Dramatic Portraits

Dramatic Portraits Using Natural Light

Dramatic Portraits Using Natural Light with Brett Florens

Most of us start our photographic journeys shooting with naturally available ambient light. How to master this readily available light source is an art that takes thought, planning and experience. Being able to control and manipulate natural light to create Dramatic Portraits that will differentiate your brand in a congested market is essential to a profitable, sustainable business.

Dealing with direct sunlight

Since most weddings are planned for seasons with a better-than-average chance of good weather, you may need to learn how to shoot in harsh, direct light. Here is a series of images created within minutes to ensure that there were no ambient light changes. They reveal the various ways to combat unflattering light, as well as utilize it to create images that clients will be happy to hang in their homes.

Shooting with the sunlight landing directly on the model’s face poses a lot of challenges for us photographically, as it can be very unflattering if not done with premeditated intent.
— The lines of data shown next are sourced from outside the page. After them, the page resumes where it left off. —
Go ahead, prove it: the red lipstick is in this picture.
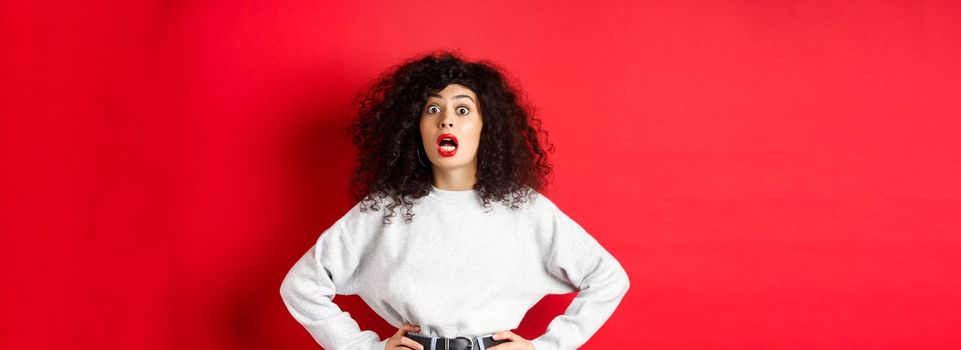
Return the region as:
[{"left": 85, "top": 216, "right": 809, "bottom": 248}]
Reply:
[{"left": 437, "top": 133, "right": 458, "bottom": 157}]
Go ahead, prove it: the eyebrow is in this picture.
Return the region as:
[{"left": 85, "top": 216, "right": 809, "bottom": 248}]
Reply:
[{"left": 427, "top": 94, "right": 477, "bottom": 103}]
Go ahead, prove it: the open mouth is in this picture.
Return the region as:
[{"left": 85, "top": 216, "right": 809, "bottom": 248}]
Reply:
[{"left": 437, "top": 134, "right": 457, "bottom": 157}]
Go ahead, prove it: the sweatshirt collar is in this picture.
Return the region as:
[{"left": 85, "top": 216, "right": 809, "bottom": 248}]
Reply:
[{"left": 430, "top": 184, "right": 478, "bottom": 201}]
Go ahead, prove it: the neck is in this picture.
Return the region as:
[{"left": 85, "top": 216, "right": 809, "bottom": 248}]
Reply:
[{"left": 433, "top": 163, "right": 477, "bottom": 191}]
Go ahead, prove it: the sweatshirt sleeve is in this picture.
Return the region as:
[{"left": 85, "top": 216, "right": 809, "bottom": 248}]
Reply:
[
  {"left": 280, "top": 220, "right": 386, "bottom": 350},
  {"left": 531, "top": 201, "right": 630, "bottom": 350}
]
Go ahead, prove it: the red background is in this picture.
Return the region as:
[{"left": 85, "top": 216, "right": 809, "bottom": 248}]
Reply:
[{"left": 0, "top": 1, "right": 961, "bottom": 349}]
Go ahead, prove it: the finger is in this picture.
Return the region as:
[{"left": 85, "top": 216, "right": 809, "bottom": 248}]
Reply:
[
  {"left": 400, "top": 337, "right": 424, "bottom": 350},
  {"left": 394, "top": 323, "right": 420, "bottom": 335},
  {"left": 493, "top": 331, "right": 520, "bottom": 341}
]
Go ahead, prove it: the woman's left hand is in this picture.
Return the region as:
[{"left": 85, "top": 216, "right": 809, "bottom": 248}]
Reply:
[{"left": 487, "top": 331, "right": 534, "bottom": 350}]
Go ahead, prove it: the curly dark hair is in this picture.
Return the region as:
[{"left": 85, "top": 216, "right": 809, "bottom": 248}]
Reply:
[{"left": 347, "top": 51, "right": 554, "bottom": 223}]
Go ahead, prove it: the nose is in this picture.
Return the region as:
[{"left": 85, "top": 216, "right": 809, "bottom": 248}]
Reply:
[{"left": 440, "top": 112, "right": 454, "bottom": 129}]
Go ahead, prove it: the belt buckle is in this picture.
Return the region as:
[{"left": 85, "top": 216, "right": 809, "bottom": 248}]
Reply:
[{"left": 444, "top": 337, "right": 474, "bottom": 350}]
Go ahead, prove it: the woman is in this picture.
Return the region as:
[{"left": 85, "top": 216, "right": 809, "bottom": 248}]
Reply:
[{"left": 280, "top": 52, "right": 629, "bottom": 350}]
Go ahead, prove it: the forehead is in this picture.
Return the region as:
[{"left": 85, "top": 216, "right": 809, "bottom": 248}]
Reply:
[{"left": 427, "top": 84, "right": 477, "bottom": 101}]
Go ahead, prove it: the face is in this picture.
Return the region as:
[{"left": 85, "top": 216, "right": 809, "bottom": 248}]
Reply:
[{"left": 420, "top": 84, "right": 483, "bottom": 169}]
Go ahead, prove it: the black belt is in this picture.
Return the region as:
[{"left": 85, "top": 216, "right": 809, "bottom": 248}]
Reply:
[{"left": 405, "top": 333, "right": 510, "bottom": 350}]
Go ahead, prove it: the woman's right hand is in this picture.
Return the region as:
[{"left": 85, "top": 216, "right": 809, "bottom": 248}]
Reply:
[{"left": 384, "top": 323, "right": 424, "bottom": 350}]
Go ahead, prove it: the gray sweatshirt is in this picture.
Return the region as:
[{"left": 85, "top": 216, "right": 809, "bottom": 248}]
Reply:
[{"left": 280, "top": 186, "right": 629, "bottom": 350}]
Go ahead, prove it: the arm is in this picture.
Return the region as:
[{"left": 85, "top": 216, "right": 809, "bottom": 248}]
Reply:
[
  {"left": 531, "top": 205, "right": 630, "bottom": 350},
  {"left": 280, "top": 220, "right": 386, "bottom": 350}
]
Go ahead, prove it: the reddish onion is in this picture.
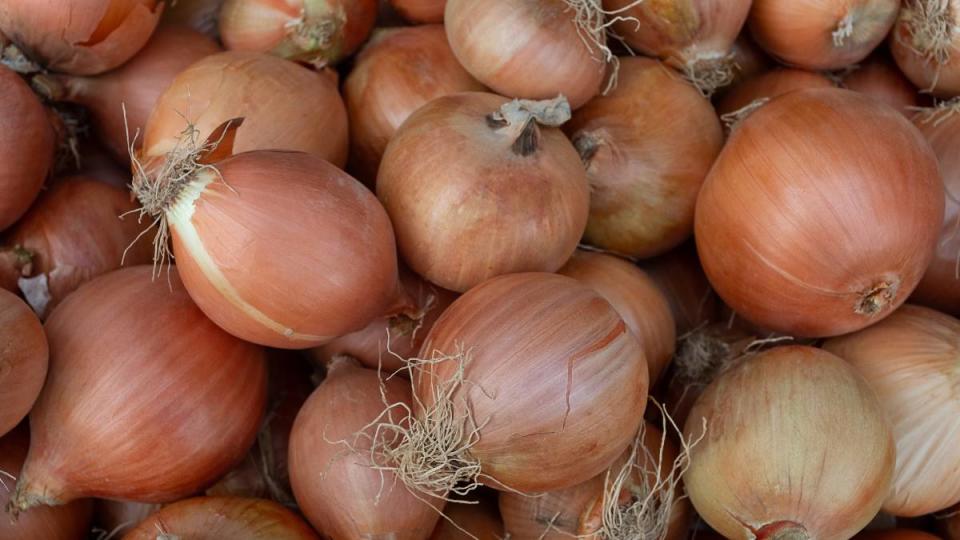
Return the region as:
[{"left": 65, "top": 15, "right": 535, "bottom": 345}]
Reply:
[
  {"left": 377, "top": 95, "right": 589, "bottom": 292},
  {"left": 123, "top": 497, "right": 320, "bottom": 540},
  {"left": 564, "top": 58, "right": 723, "bottom": 257},
  {"left": 11, "top": 266, "right": 266, "bottom": 511},
  {"left": 696, "top": 88, "right": 944, "bottom": 337},
  {"left": 343, "top": 24, "right": 483, "bottom": 186}
]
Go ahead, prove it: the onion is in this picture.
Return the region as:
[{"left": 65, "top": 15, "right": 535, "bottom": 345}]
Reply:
[
  {"left": 695, "top": 88, "right": 943, "bottom": 337},
  {"left": 564, "top": 58, "right": 723, "bottom": 257},
  {"left": 377, "top": 95, "right": 589, "bottom": 292},
  {"left": 290, "top": 357, "right": 442, "bottom": 540},
  {"left": 603, "top": 0, "right": 750, "bottom": 95},
  {"left": 0, "top": 176, "right": 151, "bottom": 318},
  {"left": 683, "top": 346, "right": 895, "bottom": 539},
  {"left": 11, "top": 266, "right": 266, "bottom": 511},
  {"left": 0, "top": 0, "right": 164, "bottom": 75},
  {"left": 558, "top": 250, "right": 677, "bottom": 383},
  {"left": 123, "top": 497, "right": 320, "bottom": 540},
  {"left": 443, "top": 0, "right": 612, "bottom": 109},
  {"left": 343, "top": 24, "right": 483, "bottom": 186},
  {"left": 748, "top": 0, "right": 900, "bottom": 69},
  {"left": 143, "top": 52, "right": 347, "bottom": 167},
  {"left": 0, "top": 289, "right": 48, "bottom": 438},
  {"left": 220, "top": 0, "right": 377, "bottom": 66}
]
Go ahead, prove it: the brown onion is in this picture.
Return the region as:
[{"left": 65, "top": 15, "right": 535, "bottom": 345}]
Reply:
[
  {"left": 748, "top": 0, "right": 900, "bottom": 69},
  {"left": 377, "top": 92, "right": 589, "bottom": 292},
  {"left": 564, "top": 58, "right": 723, "bottom": 257},
  {"left": 696, "top": 88, "right": 943, "bottom": 337},
  {"left": 11, "top": 266, "right": 266, "bottom": 511},
  {"left": 343, "top": 24, "right": 483, "bottom": 186},
  {"left": 683, "top": 346, "right": 896, "bottom": 540},
  {"left": 123, "top": 497, "right": 320, "bottom": 540}
]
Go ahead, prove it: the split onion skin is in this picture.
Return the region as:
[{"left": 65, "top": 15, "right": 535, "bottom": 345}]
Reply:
[
  {"left": 443, "top": 0, "right": 606, "bottom": 109},
  {"left": 564, "top": 57, "right": 723, "bottom": 258},
  {"left": 824, "top": 305, "right": 960, "bottom": 517},
  {"left": 695, "top": 88, "right": 944, "bottom": 337},
  {"left": 748, "top": 0, "right": 900, "bottom": 70},
  {"left": 123, "top": 497, "right": 320, "bottom": 540},
  {"left": 343, "top": 24, "right": 484, "bottom": 186},
  {"left": 683, "top": 346, "right": 896, "bottom": 539},
  {"left": 14, "top": 266, "right": 266, "bottom": 509}
]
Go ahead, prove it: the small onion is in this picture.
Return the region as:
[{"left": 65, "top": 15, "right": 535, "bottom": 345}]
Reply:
[
  {"left": 683, "top": 346, "right": 896, "bottom": 540},
  {"left": 11, "top": 266, "right": 266, "bottom": 511},
  {"left": 377, "top": 93, "right": 589, "bottom": 292},
  {"left": 343, "top": 24, "right": 483, "bottom": 186},
  {"left": 695, "top": 88, "right": 944, "bottom": 337},
  {"left": 564, "top": 58, "right": 723, "bottom": 257},
  {"left": 748, "top": 0, "right": 900, "bottom": 69}
]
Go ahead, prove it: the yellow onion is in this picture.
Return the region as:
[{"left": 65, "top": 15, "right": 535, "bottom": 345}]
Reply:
[
  {"left": 695, "top": 88, "right": 944, "bottom": 337},
  {"left": 748, "top": 0, "right": 900, "bottom": 70},
  {"left": 683, "top": 346, "right": 896, "bottom": 540},
  {"left": 564, "top": 58, "right": 723, "bottom": 257}
]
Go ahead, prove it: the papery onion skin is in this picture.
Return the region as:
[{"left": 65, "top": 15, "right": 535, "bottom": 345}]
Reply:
[
  {"left": 695, "top": 88, "right": 943, "bottom": 337},
  {"left": 143, "top": 51, "right": 348, "bottom": 167},
  {"left": 683, "top": 346, "right": 896, "bottom": 538},
  {"left": 443, "top": 0, "right": 606, "bottom": 109},
  {"left": 14, "top": 266, "right": 266, "bottom": 510},
  {"left": 123, "top": 497, "right": 320, "bottom": 540},
  {"left": 824, "top": 305, "right": 960, "bottom": 517},
  {"left": 343, "top": 24, "right": 483, "bottom": 186},
  {"left": 747, "top": 0, "right": 900, "bottom": 70},
  {"left": 564, "top": 57, "right": 723, "bottom": 258}
]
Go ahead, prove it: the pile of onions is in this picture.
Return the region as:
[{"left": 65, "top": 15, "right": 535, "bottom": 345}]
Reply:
[
  {"left": 683, "top": 346, "right": 896, "bottom": 539},
  {"left": 0, "top": 0, "right": 164, "bottom": 75},
  {"left": 824, "top": 305, "right": 960, "bottom": 516},
  {"left": 564, "top": 58, "right": 723, "bottom": 257},
  {"left": 377, "top": 94, "right": 590, "bottom": 292},
  {"left": 123, "top": 497, "right": 320, "bottom": 540},
  {"left": 143, "top": 52, "right": 348, "bottom": 166},
  {"left": 695, "top": 88, "right": 944, "bottom": 337},
  {"left": 220, "top": 0, "right": 377, "bottom": 66},
  {"left": 748, "top": 0, "right": 900, "bottom": 69},
  {"left": 289, "top": 357, "right": 443, "bottom": 540},
  {"left": 0, "top": 176, "right": 152, "bottom": 318},
  {"left": 0, "top": 289, "right": 48, "bottom": 436},
  {"left": 443, "top": 0, "right": 608, "bottom": 109},
  {"left": 343, "top": 25, "right": 483, "bottom": 186},
  {"left": 11, "top": 266, "right": 266, "bottom": 511}
]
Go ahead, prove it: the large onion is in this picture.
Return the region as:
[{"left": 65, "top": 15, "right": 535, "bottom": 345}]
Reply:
[
  {"left": 12, "top": 266, "right": 266, "bottom": 511},
  {"left": 696, "top": 88, "right": 943, "bottom": 337},
  {"left": 564, "top": 58, "right": 723, "bottom": 257}
]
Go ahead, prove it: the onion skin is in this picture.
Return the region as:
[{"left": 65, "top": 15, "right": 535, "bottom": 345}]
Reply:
[
  {"left": 695, "top": 88, "right": 943, "bottom": 337},
  {"left": 824, "top": 305, "right": 960, "bottom": 517},
  {"left": 143, "top": 52, "right": 348, "bottom": 167},
  {"left": 443, "top": 0, "right": 606, "bottom": 109},
  {"left": 747, "top": 0, "right": 900, "bottom": 70},
  {"left": 684, "top": 346, "right": 896, "bottom": 539},
  {"left": 564, "top": 58, "right": 723, "bottom": 258},
  {"left": 123, "top": 497, "right": 320, "bottom": 540},
  {"left": 343, "top": 24, "right": 484, "bottom": 186},
  {"left": 13, "top": 266, "right": 266, "bottom": 510}
]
It is not easy for the model to look directly into the sun, so she would more than likely have a frown that could be perceived as a scowl—not a great look for a bridal portrait. The tonal gradation between highlights, midtones and shadows is very abrupt and reveals very defined shadows. The image overall has too much contrast and lots of potential for improvement. This image was shot at F4 in Aperture Priority without any exposure value compensation.

With the use of a simple scrim, which is part of the 5-in-1 reflector system, you can reduce the contrast and create an image that looks like it was shot with studio-quality lighting. This flattens the image, creating a smoother transition from highlights to midtones and midtones to shadows. It makes it much easier for the model to keep her eyes open, creating a more flattering, attractive image. Essentially what you are doing here is diffusing the harsh sunlight by using the scrim to create a softbox effect. This image was also shot at F4 in Aperture Priority without any exposure value compensation, making it one of the easiest techniques to combat harsh direct light.

Another common method for photographing flattering images in harsh light is shooting backlit. This way you don’t get the harsh shadows and it is far easier for the model, as she is not looking directly into the sun. The trick here is to effectively control your exposure. As you can see, if you don’t compensate for the heavy backlight, you will end up shooting a silhouette if you are relying solely on the camera’s light metering system to gauge your exposure.